Ongoing research at Pacific University reveals that there remains much we don’t know about current scleral lenses.

Questions to Consider

The answers to the following questions will be critical to the long-term success of the modality.

1. How much corneal swelling takes place beneath a scleral contact lens over a 12-hour period?

2. How much tear exchange takes place beneath a scleral lens over a 12-hour period?

3. What are the long-term effects of scleral contact lenses on the cornea, limbus, conjunctiva, and sclera?

4. Should scleral contact lenses be designed to clear (vault over) or to land on the cornea and/or limbus?

5. What is the best anterior and posterior design for a scleral lens?

6. What is the optimum center thickness for a scleral contact lens?

7. What are the “settling effects” of scleral contact lenses (onto the bulbar conjunctiva) after one hour, four hours, eight hours, and 12 hours of wear?

8. What is the best post-lens tear film thickness for a scleral contact lens?

9. Does lens diameter and/or design affect any of the above?

10. What is the actual shape of the sclera, and is it symmetrical 360 degrees around the eye?

11. Is the sclera similar in shape (right eye versus left eye)?

12. What are the differences in scleral shape between non-diseased and diseased eyes?

13. Is saline (with its lack of nutrients) the best post-lens solution?

14. How do we best manage the unique scleral complications of tear film fogging, conjunctival prolapse, conjunctival compression, post-lens mucus and debris, and post-penetrating keratoplasty corneal edema?

Where Things Stand

As of now, we have only a limited understanding about the design, fitting, and long-term ramifications of scleral lenses.
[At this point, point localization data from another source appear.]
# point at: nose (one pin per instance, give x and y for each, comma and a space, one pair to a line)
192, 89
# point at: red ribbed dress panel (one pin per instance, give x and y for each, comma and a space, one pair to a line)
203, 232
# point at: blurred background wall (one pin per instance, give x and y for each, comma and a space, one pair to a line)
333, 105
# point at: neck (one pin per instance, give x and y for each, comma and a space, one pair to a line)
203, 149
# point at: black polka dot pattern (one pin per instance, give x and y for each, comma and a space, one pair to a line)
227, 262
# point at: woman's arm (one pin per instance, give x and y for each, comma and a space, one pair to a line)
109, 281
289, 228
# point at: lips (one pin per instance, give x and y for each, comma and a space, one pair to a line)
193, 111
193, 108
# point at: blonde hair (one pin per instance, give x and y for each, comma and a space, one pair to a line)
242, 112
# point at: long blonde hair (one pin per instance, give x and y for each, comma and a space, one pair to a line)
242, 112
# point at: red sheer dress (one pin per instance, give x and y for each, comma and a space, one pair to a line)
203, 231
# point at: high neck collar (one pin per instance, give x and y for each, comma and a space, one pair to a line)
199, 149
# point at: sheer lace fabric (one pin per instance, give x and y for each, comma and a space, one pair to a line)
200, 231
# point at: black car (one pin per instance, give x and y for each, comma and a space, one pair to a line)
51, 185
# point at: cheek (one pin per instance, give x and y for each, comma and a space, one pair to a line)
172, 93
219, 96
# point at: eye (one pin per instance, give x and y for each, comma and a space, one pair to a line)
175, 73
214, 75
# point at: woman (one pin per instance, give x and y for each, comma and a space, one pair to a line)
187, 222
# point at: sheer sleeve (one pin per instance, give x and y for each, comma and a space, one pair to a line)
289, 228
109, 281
At Pacific, these questions preoccupy us every day. So we teach our students that when indicated, corneal and piggyback contact lenses remain the modalities of first choice when managing irregular corneas. We remain huge advocates of scleral contact lenses, but for use only in cases of 1) managing ocular surface disease or 2) when corneas exhibit asymmetric height differences that prohibit the successful fitting of a corneal contact lens design.

We need to continue our research into both advanced corneal and scleral contact lens designs— both modalities are critical in today’s management of irregular corneas. CLS

Patrick Caroline is an associate professor of optometry at Pacific University. Mark André is an associate professor of optometry at Pacific University. He is also a consultant for Cooper-Vision.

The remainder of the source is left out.